|
ужас перед чем-то, как будто я споткнулась обо что-то и упаду; у меня такое
ощущение, что я обнаружу что-то ужасное для себя”. — Немного поколебавшись, она
добавила: — “У меня такое чувство, будто я скоро узнаю то, что мне уже известно,
но я не знаю, что мне это известно. Это звучит ужасно глупо, но больше я
ничего не могу сказать. Я действительно боюсь узнать все об этом. Это связано
со спичками”. Она вручила экспериментатору вторую коробку со спичками, очень
похожую на первую. “Вчера вечером мы с родителями обедали в отеле, и именно там
спички попали ко мне.
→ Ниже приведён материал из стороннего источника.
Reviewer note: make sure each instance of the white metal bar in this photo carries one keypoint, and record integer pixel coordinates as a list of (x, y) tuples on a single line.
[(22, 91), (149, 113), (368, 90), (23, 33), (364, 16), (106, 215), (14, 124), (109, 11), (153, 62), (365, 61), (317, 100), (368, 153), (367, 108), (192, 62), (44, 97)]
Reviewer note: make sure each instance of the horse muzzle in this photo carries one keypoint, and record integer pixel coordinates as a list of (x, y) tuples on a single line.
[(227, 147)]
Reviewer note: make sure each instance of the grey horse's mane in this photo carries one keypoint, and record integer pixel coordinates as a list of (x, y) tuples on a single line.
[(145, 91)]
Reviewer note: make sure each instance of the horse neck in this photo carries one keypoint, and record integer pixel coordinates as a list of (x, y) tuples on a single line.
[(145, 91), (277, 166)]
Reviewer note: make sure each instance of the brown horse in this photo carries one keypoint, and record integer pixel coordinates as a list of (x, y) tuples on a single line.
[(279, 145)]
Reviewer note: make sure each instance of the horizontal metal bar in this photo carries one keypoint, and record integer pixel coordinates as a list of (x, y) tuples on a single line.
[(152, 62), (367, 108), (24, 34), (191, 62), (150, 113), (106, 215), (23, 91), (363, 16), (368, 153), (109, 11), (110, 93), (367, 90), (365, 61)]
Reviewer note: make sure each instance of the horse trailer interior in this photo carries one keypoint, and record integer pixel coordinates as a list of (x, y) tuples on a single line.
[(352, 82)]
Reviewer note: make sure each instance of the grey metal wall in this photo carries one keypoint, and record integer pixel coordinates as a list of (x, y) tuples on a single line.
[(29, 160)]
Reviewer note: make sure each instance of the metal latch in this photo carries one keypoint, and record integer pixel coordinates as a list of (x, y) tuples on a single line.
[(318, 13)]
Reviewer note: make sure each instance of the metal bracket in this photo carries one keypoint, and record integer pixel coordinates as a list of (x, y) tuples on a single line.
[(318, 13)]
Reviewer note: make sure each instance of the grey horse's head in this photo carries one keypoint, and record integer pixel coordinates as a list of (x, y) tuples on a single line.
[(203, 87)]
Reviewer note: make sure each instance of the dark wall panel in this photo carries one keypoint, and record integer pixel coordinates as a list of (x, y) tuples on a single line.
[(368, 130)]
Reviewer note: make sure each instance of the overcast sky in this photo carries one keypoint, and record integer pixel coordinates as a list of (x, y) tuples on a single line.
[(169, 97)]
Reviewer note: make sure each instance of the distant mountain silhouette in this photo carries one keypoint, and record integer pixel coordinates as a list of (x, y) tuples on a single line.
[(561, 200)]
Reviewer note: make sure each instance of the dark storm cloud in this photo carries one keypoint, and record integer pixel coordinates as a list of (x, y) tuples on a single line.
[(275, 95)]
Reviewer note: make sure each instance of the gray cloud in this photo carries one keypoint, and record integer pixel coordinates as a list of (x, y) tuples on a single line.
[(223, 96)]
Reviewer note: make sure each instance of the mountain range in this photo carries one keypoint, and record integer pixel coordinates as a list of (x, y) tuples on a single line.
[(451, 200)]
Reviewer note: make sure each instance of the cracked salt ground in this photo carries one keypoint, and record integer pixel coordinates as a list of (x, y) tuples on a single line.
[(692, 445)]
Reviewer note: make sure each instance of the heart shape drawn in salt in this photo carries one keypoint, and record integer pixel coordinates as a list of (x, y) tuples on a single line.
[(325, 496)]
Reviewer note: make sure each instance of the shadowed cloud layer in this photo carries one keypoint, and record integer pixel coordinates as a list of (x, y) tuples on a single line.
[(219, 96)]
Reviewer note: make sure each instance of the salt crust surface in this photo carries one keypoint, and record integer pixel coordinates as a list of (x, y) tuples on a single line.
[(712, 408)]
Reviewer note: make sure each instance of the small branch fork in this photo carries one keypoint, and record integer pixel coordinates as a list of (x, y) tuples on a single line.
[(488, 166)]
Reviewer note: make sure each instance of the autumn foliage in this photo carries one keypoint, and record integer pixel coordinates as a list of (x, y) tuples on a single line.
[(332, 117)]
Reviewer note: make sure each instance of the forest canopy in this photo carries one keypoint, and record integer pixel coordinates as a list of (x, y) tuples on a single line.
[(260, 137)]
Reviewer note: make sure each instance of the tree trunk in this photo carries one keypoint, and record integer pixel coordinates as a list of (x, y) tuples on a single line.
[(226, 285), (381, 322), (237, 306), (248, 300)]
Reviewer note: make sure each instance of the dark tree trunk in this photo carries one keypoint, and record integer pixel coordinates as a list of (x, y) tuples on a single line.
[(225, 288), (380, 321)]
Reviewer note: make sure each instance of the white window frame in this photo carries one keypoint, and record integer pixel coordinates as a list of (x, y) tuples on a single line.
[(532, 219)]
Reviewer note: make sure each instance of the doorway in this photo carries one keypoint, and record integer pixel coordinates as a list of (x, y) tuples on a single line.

Прошлым вечером я увидела на столе в библиотеке вторую
коробку, но это именно те, что я взяла в отеле”.
Все другие реплики носили случайный характер, ничего нового узнать не удалось.
Девушка быстро ушла, и было видно, что она весьма смущена и чувствует себя
довольно неловко.
Через две недели она неожиданно снова пришла, заявив, как и раньше, что в ее
самочувствии заметно значительное улучшение. Пациентка объяснила, что за это
время у нее появилась абсолютная уверенность в том, что ее рисунки имеют важное
значение. “На этой картинке вся история, которую нужно прочесть, и мне ужасно
любопытно, что же это такое”.
Она попросила рисунок, чтобы взглянуть на него, и, внимательно рассмотрев его,
заметила: “Ну, здесь какая-то смесь чепухи. И все же я знаю, что здесь вся
история. Не знаю, почему я так говорю, однако я уверена, что мое
подсознательное многое знает, но не говорит мне. У меня ощущение, что оно ждет,
когда мое сознательное мышление приготовится принять удар на себя. И мне так
любопытно все это узнать, что я не возражаю против удара”.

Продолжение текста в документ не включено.